Ethnologue et anthropologue

Dans le « Manifeste pour la science sociale » de Bernard Lahire publié en septembre dernier dans AOC, Charles Macdonald remarque une perspective nouvelle qui a été peu relevée dans les réponses proposées dans nos colonnes par Jean-Louis Fabiani et Jean-Pierre Olivier de Sardan : pour élucider les lois et et les principes fondamentaux de notre vie collective, nous devons plonger dans un au-delà de la pensée consciente et chercher dans les origines de l’espèce, de sorte que l’on peut voir les sciences sociales comme un champ particulier de la biologie.

Les sciences humaines et sociales (disons ici « sciences humaines » ou SHS) sont-elles des sciences ? Si oui, de quelle sorte ? Peuvent-elles énoncer des lois ? À quelles conditions ? Bernard Lahire [1] a eu le mérite de se poser ces questions et de relancer une discussion plus que jamais nécessaire.
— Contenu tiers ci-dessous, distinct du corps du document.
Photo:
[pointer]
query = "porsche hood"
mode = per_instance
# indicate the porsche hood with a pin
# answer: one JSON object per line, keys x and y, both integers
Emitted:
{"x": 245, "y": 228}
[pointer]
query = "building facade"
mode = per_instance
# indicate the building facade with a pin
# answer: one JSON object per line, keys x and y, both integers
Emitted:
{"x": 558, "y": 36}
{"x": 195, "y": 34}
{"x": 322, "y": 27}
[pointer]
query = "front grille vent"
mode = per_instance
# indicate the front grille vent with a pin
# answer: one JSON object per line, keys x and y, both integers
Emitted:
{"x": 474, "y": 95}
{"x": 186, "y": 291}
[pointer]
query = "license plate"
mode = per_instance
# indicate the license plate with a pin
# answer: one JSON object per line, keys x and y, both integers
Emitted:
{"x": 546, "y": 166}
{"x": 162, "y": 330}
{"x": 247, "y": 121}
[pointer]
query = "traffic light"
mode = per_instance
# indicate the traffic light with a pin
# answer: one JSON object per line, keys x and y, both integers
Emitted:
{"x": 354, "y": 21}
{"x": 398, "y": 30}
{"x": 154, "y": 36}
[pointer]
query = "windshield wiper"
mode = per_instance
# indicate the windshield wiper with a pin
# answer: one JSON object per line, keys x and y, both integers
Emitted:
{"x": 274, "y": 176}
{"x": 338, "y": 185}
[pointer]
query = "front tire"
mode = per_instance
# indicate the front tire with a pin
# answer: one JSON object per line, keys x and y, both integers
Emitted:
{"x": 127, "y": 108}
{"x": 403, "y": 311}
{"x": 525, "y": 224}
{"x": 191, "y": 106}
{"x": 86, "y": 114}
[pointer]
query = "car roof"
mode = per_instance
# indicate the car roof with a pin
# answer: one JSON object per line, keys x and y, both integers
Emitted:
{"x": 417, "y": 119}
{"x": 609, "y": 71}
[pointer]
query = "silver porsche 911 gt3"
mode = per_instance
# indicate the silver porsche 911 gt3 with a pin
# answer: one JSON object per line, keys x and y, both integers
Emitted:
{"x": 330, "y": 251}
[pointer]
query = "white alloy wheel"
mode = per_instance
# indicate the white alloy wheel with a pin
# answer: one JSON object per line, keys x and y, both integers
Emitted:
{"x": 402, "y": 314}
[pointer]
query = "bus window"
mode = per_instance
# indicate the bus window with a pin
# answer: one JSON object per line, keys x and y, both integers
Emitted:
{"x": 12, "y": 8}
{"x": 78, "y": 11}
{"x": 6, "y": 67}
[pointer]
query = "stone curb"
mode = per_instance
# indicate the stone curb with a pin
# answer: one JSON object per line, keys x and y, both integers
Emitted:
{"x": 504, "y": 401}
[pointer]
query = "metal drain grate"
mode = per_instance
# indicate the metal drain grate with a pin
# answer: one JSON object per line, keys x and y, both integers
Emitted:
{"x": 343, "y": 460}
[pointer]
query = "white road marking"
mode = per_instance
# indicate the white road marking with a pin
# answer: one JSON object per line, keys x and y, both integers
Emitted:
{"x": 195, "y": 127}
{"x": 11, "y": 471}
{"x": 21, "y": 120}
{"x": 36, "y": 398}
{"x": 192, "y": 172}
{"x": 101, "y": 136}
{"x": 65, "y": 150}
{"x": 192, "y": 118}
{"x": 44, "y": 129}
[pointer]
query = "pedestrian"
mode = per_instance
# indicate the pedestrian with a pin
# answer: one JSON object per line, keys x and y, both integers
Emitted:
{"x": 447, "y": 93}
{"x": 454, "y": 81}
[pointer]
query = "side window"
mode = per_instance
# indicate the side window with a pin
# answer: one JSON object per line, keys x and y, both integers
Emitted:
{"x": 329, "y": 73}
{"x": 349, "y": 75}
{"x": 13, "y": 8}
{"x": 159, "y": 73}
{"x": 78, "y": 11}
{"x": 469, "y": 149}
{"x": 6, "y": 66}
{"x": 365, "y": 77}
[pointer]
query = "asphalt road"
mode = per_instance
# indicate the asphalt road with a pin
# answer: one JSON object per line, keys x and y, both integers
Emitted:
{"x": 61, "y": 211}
Malgré l’absence de cumulativité théorique, l’éparpillement et la pluralité théorique de ces disciplines, Lahire pense qu’il leur est possible d’énoncer des principes généraux, des invariants, des constantes, des régularités et des fondamentaux qui traduisent des propriétés objectives du réel.

Dans leurs commentaires à ce texte et dans de nombreuses et pertinentes remarques, Jean-Louis Fabiani [2] et Jean-Pierre Olivier de Sardan [3] opposent à ce retour optimiste du positivisme l’empirisme irréductible de savoirs qui ne peuvent jamais espérer être nomothétiques, mais qui peuvent revendiquer la rigueur de la description, un comparatisme modéré et l’énoncé d’hypothèses seulement plausibles. C’est déjà pas mal. Une chose est certaine, les sciences sociales ne sont pas expérimentales. Ce sont des sciences d’observation, pas très différentes de ce que pouvaient être la zoologie ou la botanique à leurs débuts.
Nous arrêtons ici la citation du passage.